Alicia Eggert unveils her largest public artwork to date in Fort Worth, Texas, at
Marine Creek Parkway at Longhorn Road.
Every Moment Is "Now" in Alicia Eggert’s Latest Sculpture
July 2025 — Alicia Eggert, a UNT CVAD associate professor and internationally recognized artist, recently completed
a monumental public art piece in Fort Worth titled "A Very Long Now" — a meditation
on the passage of time through sculptural language.
Located at the center of a traffic roundabout, the large-scale steel and aluminum sculpture features 60 towering “NOWs,” a reference to the seconds and minutes that mark the flow of time. The thin forms vanish and reappear as viewers move around them, a visual reminder of the fleeting nature of the present — their upward spiral gestures toward the continuity of time — each now a bridge between past and future.
“A Very Long Now” is more than 30 feet tall and has 60 individual NOWs, Eggert says, which refers to the 60 seconds in a minute, or 60 minutes in an hour. Driving around the roundabout is therefore similar to circling the face of a clock. The NOWs are extremely thin, so they appear and disappear as you move past them, representing the brief and fleeting nature of the present moment. Meanwhile, the way they flow and spiral upward reminds us that time is continuous, and each moment is an extension of the past and a bridge into the future — a future that will still be now.
The project, commissioned by the City of Fort Worth, received $320,000 in public art funding. It is Eggert’s largest permanent installation to date.
“This sculpture is a clock, but it’s also a poem,” Eggert said. “It invites people to become aware of their place in time — not just on a city street, but in the arc of their lives.”
Eggert collaborated closely with Michelle Richardson, the project manager for Fort Worth Public Art and a 2015 alumna of the UNT Studio Art M.F.A. program.
"A Very Long Now" highlights the increasing significance of public art in urban infrastructure — not as an ornament, but as a concept and catalyst. It also highlights the contributions of UNT alumni to major civic projects across Texas.
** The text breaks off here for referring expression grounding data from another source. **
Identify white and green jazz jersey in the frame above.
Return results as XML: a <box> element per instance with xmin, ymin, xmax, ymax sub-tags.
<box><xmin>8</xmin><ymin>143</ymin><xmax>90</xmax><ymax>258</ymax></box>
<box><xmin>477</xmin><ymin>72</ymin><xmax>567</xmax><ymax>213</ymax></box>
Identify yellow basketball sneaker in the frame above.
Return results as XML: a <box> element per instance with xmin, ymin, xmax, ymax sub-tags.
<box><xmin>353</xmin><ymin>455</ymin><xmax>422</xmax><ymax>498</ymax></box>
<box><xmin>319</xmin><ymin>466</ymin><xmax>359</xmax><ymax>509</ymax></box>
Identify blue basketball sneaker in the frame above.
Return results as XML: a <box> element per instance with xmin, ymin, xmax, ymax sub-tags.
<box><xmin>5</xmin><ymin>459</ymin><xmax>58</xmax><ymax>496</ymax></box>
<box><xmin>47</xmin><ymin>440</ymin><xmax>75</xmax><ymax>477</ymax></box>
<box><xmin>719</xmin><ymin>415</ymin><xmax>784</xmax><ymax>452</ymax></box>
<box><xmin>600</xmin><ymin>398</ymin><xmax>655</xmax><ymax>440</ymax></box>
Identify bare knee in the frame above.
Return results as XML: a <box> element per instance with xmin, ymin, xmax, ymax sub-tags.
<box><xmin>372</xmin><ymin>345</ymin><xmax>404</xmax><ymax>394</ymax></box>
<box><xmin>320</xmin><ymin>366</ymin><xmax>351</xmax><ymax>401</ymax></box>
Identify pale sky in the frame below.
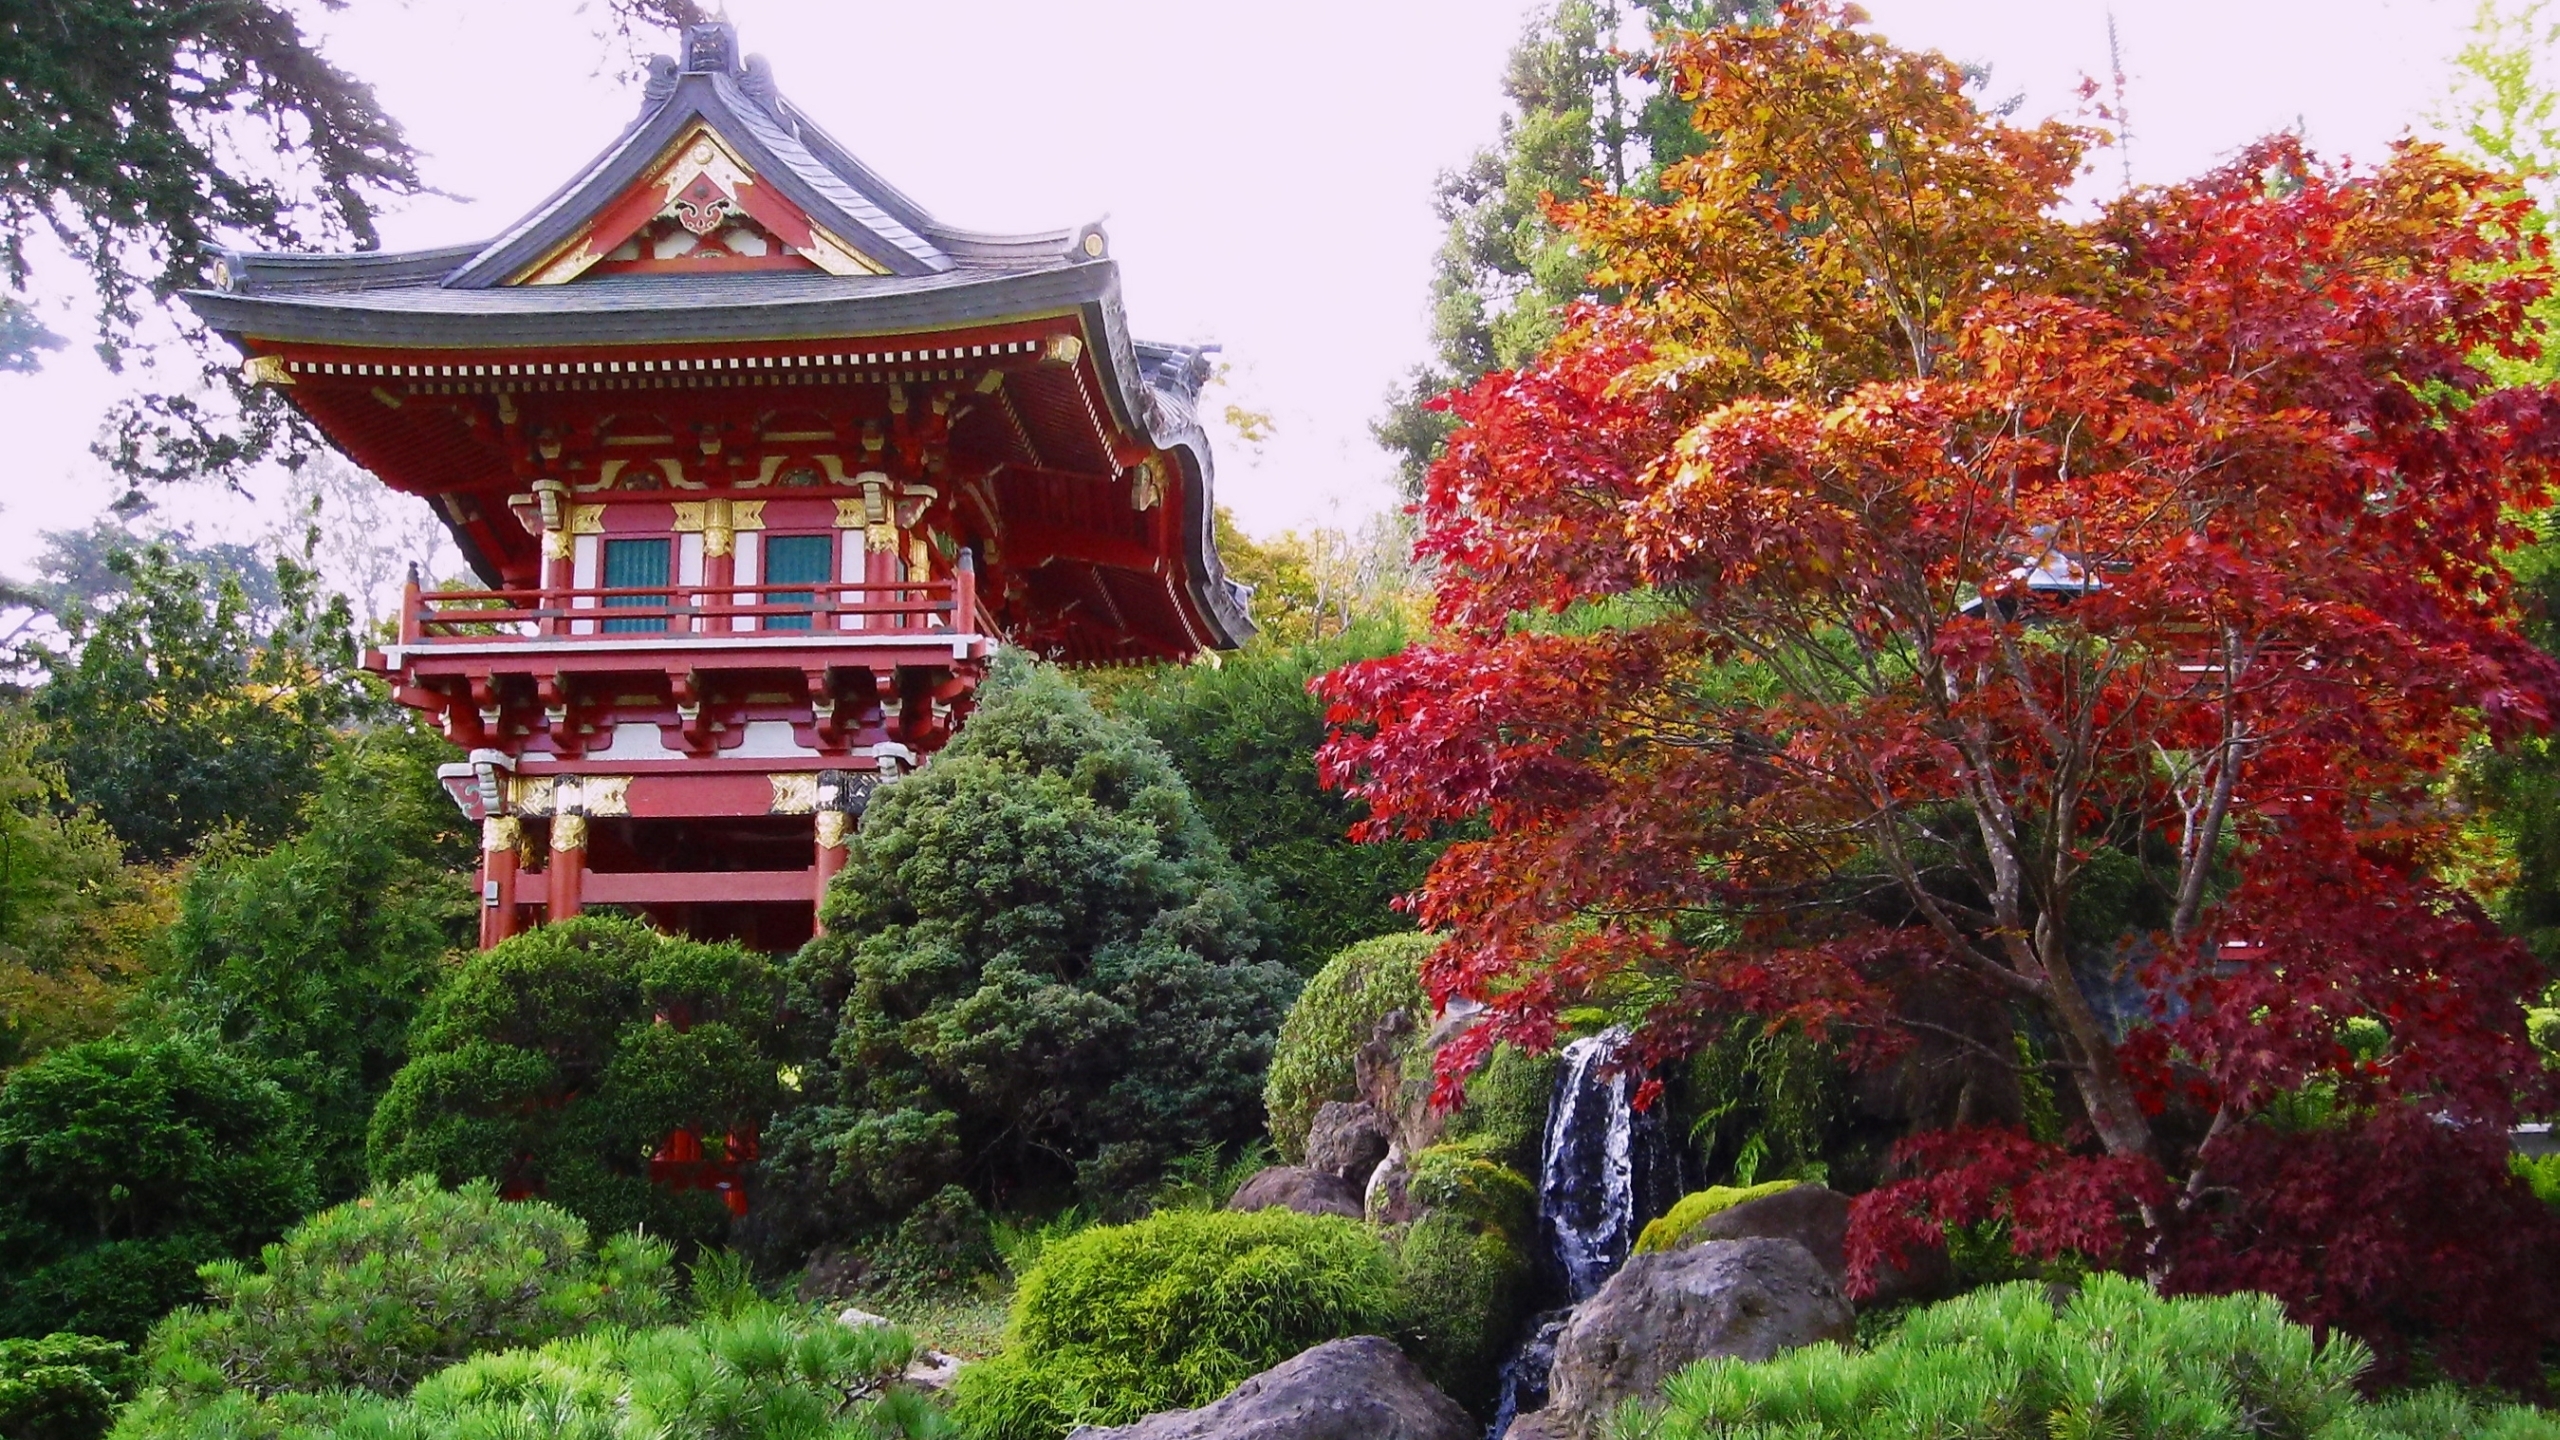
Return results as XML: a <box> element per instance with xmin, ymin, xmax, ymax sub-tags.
<box><xmin>0</xmin><ymin>0</ymin><xmax>2476</xmax><ymax>591</ymax></box>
Curated by UNT CVAD B.F.A. 2001 alumna Iris Bechtol, "A Very Long Now" encourages both living in the present and thinking in longer terms. Totaling 60 NOWs, the work alludes to small increments of time counted by clocks, the number of seconds in a minute and the number of minutes in an hour. Each NOW, like a brief moment in time, is so thin that it is almost non-existent when viewed from the side. Yet they all work together to create an upward-spiraling form that is greater than the sum of its parts. That form is both linear and cyclical, just like the different ways we perceive and experience time.